Yes, when your ssh user has less permissions. I'm saying, if your InfoSec department lets you have SSH access with equal or more permissions than your JVM user, than the REPL isn't doing anything worse.
I don't know if that's the case for OP, but they should check. If they are already allowed to SSH with a user of similar or more permissions to the user running their app, then they shouldn't need to do anything more to "secure" the use of the REPL, since all data that can be accessed by the REPL, and all commands the REPL can execute on the machine can also be accessed and executed through other means.
Otherwise, and something I've done in the past is that our app does not run with a REPL open. Instead, you ssh into the host, and you start a second instance of your app with a REPL in it, that second app instance is thus launched with your ssh user, and is restricted to those permissions, then you can REPL into that.
We also do this to protect ourselves from accidentally reloading some buggy or broken code and causing prod issues
True, running a local REPL instance on a production server, that can spin up the same DB connections etc, is "safer" in terms of not letting you accidentally blow up a running production process. Well, at least not letting you redefine the code -- you can still blow up production via the DB at that point 🙂
With great power (REPL) comes great responsibility!
Hey everyone, this is a wonderful discussion! Glad to come back and find so many comments. I think that's a great point @U0K064KQV -- the argument for a remote Clojure REPL (if I'm understanding this correctly) -- and the argument for ssh are effectively the same argument. (also @U04V70XH6 your notable insight is really helpful. Always good to see/hear how the pros like you and @U0NCTKEV8 do it!)

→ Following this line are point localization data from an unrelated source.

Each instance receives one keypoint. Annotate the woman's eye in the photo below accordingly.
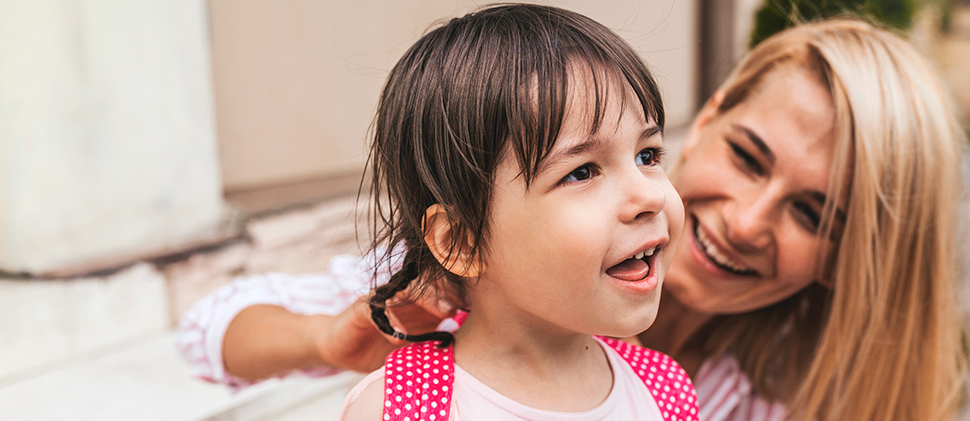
(746, 159)
(649, 156)
(584, 172)
(807, 217)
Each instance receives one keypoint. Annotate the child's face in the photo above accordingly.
(561, 251)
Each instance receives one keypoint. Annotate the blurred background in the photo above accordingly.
(152, 150)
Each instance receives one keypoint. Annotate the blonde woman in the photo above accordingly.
(817, 279)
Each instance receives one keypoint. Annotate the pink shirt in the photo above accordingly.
(723, 391)
(473, 400)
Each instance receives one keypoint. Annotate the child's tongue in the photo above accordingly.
(630, 270)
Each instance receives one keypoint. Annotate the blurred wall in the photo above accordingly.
(110, 109)
(107, 142)
(297, 81)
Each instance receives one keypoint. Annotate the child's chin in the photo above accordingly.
(632, 326)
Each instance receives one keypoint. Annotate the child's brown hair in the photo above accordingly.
(489, 85)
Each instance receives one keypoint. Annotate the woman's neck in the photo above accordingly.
(531, 361)
(672, 333)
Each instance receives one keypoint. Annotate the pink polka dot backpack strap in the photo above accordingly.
(418, 382)
(665, 379)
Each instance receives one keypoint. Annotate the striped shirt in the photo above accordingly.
(723, 391)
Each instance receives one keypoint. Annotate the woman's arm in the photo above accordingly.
(270, 325)
(265, 341)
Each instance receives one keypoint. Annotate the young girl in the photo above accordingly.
(517, 160)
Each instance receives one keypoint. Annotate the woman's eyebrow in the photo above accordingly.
(758, 142)
(820, 199)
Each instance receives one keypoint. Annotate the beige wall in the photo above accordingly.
(296, 81)
(107, 140)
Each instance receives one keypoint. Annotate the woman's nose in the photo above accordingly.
(749, 224)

apropos of repls, for some reason a while ago I wanted the feature I think a number of clojure ide kind of enviroments have, where you can can get a repl running the context of some other running code, I didn't have that feature so I wrote this code to "throw" a repl over tap https://gist.github.com/a2630ea6153d06840a2723d5b2c9698c
if I understand what that does, that's cool
you might be able to use http://clojure.github.io/clojure/clojure.core-api.html#clojure.core/PrintWriter-on too, not sure
you put a call to start-repl somewhere in your code, then run your code, then in a repl connected to the same process (if your code runs in another thread you can use the same repl that you used to run your code) you call wait-for-repl, and once execution hits start-repl the repl where wait-for-repl is running is taken over and inputs and outputs are forwarded to and from a repl running where the call to start-repl is
yeah, PrintWriter-on looks handy, I need to remember it next time I write one of these
Reminds me a bit of https://github.com/technomancy/limit-break (although it's different)
well it was born out of doing this kind of stuff from prepl :)
Ah, so it blocks until repl is tapped, interesting! I'm still not sure what's the purpose of tapping it and waiting on tapped REPL...
This came up a few days ago, but now I need something similar: just a ring-buffer with a ttl (expired items are evicted on new conj). I'm currenlty using the ordered-map library + clojure.core.cache which gets the job done just curious if there's a more direct implementation out there?